En el día de difuntos, estamos, como a la espera de algo, aunque no nos lo confesemos, y como dice Joseph Conrad, nos sentimos como esperando acudir puntualmente a la llamada de nuestro propio mundo de sombras. No queremos claro ni pensarlo, porque es una realidad tan evidente, tan genética, que generalmente no nos planteamos ese miedo a morir. Y es porque dentro de la vida está todo, incluidos los miedos, y son miedos, pesadumbres, temores que nos agobian en ocasiones hasta la muerte, y hay un poema de Juan Ramón Jiménez que habla de la muerte que llevamos consigo desde siempre y, por lo tanto, no hemos de temerla, y lo decía él, que tanto la temió siempre.

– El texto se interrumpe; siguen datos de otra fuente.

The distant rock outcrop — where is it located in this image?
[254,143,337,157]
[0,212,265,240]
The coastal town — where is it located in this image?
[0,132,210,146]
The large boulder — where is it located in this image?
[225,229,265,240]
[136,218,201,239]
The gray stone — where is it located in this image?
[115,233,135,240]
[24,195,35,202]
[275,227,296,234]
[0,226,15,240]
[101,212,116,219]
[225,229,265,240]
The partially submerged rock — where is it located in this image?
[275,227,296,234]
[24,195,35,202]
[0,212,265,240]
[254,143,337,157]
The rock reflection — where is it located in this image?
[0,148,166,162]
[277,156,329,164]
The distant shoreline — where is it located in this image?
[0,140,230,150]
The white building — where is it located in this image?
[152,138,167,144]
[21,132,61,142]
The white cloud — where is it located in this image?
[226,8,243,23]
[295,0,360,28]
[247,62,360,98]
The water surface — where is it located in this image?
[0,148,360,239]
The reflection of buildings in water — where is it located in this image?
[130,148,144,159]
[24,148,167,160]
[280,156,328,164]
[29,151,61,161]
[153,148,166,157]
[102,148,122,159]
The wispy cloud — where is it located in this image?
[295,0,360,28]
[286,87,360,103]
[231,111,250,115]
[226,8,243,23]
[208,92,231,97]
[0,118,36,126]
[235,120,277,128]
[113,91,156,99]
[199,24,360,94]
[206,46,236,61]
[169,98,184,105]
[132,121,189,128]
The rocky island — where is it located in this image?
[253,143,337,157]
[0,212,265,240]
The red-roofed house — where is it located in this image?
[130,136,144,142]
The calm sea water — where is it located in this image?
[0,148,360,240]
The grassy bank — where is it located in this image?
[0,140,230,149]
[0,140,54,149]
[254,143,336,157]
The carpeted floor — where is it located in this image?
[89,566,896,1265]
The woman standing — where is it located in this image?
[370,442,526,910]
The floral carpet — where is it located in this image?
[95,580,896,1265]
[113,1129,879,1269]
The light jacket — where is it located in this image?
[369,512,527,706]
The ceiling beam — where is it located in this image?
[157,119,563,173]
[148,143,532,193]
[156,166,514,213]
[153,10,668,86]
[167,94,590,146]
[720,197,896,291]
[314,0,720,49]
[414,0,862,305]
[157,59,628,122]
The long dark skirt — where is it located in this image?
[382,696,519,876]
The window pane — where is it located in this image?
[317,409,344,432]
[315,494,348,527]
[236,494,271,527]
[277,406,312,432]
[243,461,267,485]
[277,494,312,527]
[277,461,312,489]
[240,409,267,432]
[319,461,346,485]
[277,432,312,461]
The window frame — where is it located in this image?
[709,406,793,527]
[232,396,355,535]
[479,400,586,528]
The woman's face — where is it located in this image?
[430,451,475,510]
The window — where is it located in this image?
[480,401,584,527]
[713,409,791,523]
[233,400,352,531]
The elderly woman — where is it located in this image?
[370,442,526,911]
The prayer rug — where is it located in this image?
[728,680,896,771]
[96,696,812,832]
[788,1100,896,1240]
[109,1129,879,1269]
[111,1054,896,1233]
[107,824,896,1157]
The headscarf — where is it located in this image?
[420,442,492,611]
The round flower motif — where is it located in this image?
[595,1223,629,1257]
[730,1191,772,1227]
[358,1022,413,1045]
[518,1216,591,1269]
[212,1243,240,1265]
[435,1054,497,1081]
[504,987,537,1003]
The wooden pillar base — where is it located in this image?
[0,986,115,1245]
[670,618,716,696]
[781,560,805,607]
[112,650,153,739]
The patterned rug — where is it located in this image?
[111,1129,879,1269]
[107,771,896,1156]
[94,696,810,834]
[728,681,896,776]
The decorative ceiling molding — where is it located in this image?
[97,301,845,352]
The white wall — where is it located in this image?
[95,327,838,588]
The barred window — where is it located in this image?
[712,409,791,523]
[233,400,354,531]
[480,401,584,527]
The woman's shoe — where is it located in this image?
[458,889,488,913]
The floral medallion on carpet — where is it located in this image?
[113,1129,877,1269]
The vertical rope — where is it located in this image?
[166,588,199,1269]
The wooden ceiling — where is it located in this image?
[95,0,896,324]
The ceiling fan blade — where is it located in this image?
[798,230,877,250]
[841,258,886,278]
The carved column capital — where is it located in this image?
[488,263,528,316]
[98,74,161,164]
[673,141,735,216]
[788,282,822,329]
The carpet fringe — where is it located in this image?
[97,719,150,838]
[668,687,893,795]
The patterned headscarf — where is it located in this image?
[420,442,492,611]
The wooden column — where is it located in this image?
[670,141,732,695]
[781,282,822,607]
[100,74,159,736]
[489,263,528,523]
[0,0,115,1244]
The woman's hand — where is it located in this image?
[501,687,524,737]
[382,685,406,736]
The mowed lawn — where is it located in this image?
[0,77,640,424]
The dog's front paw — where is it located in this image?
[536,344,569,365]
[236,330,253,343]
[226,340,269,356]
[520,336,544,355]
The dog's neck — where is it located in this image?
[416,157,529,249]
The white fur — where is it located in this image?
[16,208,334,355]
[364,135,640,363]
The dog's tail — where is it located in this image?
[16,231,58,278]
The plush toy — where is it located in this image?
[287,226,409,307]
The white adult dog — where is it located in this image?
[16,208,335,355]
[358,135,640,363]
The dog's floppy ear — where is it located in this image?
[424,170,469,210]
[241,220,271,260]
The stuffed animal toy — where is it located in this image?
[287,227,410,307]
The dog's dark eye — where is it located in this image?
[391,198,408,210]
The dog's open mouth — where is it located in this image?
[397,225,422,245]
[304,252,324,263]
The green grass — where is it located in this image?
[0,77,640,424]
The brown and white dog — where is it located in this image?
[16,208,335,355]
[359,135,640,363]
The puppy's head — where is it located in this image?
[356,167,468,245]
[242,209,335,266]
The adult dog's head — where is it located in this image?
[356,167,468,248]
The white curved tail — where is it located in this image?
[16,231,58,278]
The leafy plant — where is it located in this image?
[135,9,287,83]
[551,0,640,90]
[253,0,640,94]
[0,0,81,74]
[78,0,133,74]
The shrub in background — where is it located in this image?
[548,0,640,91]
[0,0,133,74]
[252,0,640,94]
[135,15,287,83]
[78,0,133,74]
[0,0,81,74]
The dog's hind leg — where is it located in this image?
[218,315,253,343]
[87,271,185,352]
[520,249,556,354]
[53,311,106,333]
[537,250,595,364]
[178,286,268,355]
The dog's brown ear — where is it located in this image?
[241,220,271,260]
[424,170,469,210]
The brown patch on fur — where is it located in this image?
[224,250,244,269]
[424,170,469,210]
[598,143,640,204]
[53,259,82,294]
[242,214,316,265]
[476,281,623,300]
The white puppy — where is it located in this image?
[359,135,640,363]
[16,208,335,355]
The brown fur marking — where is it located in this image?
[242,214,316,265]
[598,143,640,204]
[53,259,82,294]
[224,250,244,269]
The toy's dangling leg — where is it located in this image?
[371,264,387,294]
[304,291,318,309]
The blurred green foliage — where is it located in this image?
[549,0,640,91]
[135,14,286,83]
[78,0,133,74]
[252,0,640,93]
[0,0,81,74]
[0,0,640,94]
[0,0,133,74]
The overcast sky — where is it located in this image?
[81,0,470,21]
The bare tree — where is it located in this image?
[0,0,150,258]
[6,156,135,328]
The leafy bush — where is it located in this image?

La muerte que encontraba Carmen Martín Gaite, «arriba en los riscos, al caer ya la noche, montada en un caballo negro», más o menos. Nunca pensamos por dónde entrará la muerte con su cara demacrada, o descarnada, con su invisible faz de muerte, que a lo mejor es una muerte dulce, y tiene, como escribió Pemán, la faz amorosa. Pero el día de difuntos es para recordar a los que se fueron, a esos seres queridos, como solemos decir, que están, mientras nosotros vivamos, en nuestros recuerdos, como una memoria viva, o una herida abierta, o una rosa que se marchita, sin acabar de marchitarse del todo. En el cementerio, las flores también se mueren, y se rompen los fragantes pétalos, pálidos y descoloridos, entre los faroles y las amarillentas fotos de los difuntos.